The protocol layer is the interface to interact with the applications. Currently, TiDB supports the MySQL protocol only. All the related codes are in the server package.

The main function of the protocol layer is to manage the client connections, parse the MySQL commands, and return the execution results. This layer is implemented according to the MySQL protocol, see MySQL Client/Server Protocol on the MySQL website for further information.

For a single connection, the entry point method is the dispatch of the clientConn class, where the protocol is parsed and different processing functions are called.

TiDB protocol layer

The SQL layer

The following sections are about how the TiDB SQL layer works and how a SQL statement changes from a piece of text to an execution result set. The introduction is focused on the SQL layer only and the Key-Value layer is not covered.

Generally speaking, a SQL statement goes through the following process:

Parse statement -> Validate statement -> Optimize statement -> Generate access plan -> Execute access plan

The following diagram shows how TiDB processes a SQL statement:

How TiDB processes an SQL statement

The entry point of the process is in the session.go file. TiDB-Server calls the Session.Execute() interface, inputs the SQL statement and implements Session.Execute().

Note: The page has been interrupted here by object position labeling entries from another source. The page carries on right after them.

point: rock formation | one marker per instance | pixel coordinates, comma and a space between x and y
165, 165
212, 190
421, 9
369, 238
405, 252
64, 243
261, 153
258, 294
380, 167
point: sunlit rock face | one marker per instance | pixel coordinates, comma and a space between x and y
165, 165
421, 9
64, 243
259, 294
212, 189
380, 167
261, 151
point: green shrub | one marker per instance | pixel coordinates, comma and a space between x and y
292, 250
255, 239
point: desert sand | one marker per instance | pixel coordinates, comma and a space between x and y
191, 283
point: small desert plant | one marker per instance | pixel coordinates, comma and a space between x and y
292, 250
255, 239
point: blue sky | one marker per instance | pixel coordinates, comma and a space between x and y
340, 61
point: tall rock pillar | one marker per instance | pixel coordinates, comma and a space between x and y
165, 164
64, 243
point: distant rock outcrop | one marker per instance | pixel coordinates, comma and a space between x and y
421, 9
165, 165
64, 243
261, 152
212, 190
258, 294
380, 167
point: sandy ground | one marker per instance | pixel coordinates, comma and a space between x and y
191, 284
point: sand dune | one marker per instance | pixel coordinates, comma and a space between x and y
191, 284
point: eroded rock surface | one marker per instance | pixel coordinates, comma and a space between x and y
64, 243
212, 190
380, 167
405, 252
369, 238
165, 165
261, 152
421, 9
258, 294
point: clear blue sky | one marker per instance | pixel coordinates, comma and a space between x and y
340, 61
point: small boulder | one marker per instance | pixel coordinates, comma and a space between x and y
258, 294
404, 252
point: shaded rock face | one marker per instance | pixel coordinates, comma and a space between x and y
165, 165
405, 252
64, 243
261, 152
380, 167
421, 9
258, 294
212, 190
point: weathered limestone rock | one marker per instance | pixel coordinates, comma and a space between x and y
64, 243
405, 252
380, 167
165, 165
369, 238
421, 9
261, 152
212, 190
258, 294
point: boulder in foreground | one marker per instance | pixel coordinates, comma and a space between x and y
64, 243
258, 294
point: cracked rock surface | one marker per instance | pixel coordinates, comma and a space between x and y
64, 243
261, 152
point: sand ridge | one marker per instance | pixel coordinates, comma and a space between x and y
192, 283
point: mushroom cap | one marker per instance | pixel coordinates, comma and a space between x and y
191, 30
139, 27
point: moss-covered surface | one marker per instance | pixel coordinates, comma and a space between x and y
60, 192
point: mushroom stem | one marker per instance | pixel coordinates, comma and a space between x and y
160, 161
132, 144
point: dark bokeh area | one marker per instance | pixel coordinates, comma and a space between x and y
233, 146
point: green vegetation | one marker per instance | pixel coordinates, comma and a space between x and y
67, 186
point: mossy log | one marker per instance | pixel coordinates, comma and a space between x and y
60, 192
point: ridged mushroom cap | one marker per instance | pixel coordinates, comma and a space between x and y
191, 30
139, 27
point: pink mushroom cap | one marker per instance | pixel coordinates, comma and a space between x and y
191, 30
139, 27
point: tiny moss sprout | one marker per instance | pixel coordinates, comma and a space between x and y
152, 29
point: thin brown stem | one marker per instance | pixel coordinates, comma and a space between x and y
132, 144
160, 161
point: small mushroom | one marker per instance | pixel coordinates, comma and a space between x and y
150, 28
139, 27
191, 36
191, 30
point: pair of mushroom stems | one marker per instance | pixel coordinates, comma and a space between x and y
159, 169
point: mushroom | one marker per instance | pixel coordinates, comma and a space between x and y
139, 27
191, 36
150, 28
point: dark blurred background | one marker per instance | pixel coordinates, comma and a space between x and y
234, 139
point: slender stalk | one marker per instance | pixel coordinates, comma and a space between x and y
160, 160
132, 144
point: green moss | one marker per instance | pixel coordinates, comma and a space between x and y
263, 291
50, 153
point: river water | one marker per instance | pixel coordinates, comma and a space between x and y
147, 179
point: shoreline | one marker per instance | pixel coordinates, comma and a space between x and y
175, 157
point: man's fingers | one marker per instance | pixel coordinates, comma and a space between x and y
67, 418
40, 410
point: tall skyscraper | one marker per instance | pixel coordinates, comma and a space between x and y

  1. First, call Compile() to parse the SQL statement using tidb.Parse() and get a list of stmt where each statement is an AST and each syntax unit is a Node of the AST. The structure is defined in the ast package.
  2. After the AST is got, call the the Compiler in the executor package. Input the AST and get Compiler.Compile(). During this process, the statement validation, query plan generation and optimization are all completed.
  3. In Compiler.Compile(), call plan.Validate() in plan/validator.go to validate the statement and then go to the Preprocess process. At the current stage, Preprocess has only finished name parsing and bound the column or alias name to the corresponding field. Take the “select c from t;” statement for an example, Preprocess binds the name c to the corresponding column in the table t. See plan/resolver.go for the detailed implementation. After this, enter optimizer.Optimize().
  4. In the Optimize() method, infer the result of each node in AST. Take the “select 1, ‘xx’, c from t;” statement as an example, for the select fields, the first field is “1” whose type is Longlong; the second field is “‘xx'” whose field is VarString; the third field is “c” whose type is the type of column c in the table t. Note that besides the type information, the other information like charset also needs to be inferred. See plan/typeinferer.go for the detailed implementation.
  5. After the type inference, use the planBuilder.build() method for logical optimization which is to do equivalent transformation and simplification for AST based on the algebraic operation. For example, “select c from t where c > 1+1*2;” can be equivalently transformed to “select c from t where c > 3;”.
  6. After the logical optimization, the next step is physical optimization. The process involves generating query plan tree and transforming the tree according to the index, rules and the cost model to reduce the cost of the query process. The entry point is in the doOptimize() method in the plan/optimizer.go file.
  7. When the query plan is generated, it will be transformed to the executor. Use the Exec interface to get the RecordSet object and call the Next() method to get the query result.

The optimizer

The optimizer is the core of the database and it determines how a statement is executed. The optimizer to a database is what a commander-in-chief to an army. As we all know, the commander-in-chief’s failure is the disaster of the entire army. The same applies to the optimizer and database. For the same statement, the running time varies significantly using different query plans. The research on the optimization is an active academic field. There is no limit on optimization and you can never overestimate the efforts and importance it takes.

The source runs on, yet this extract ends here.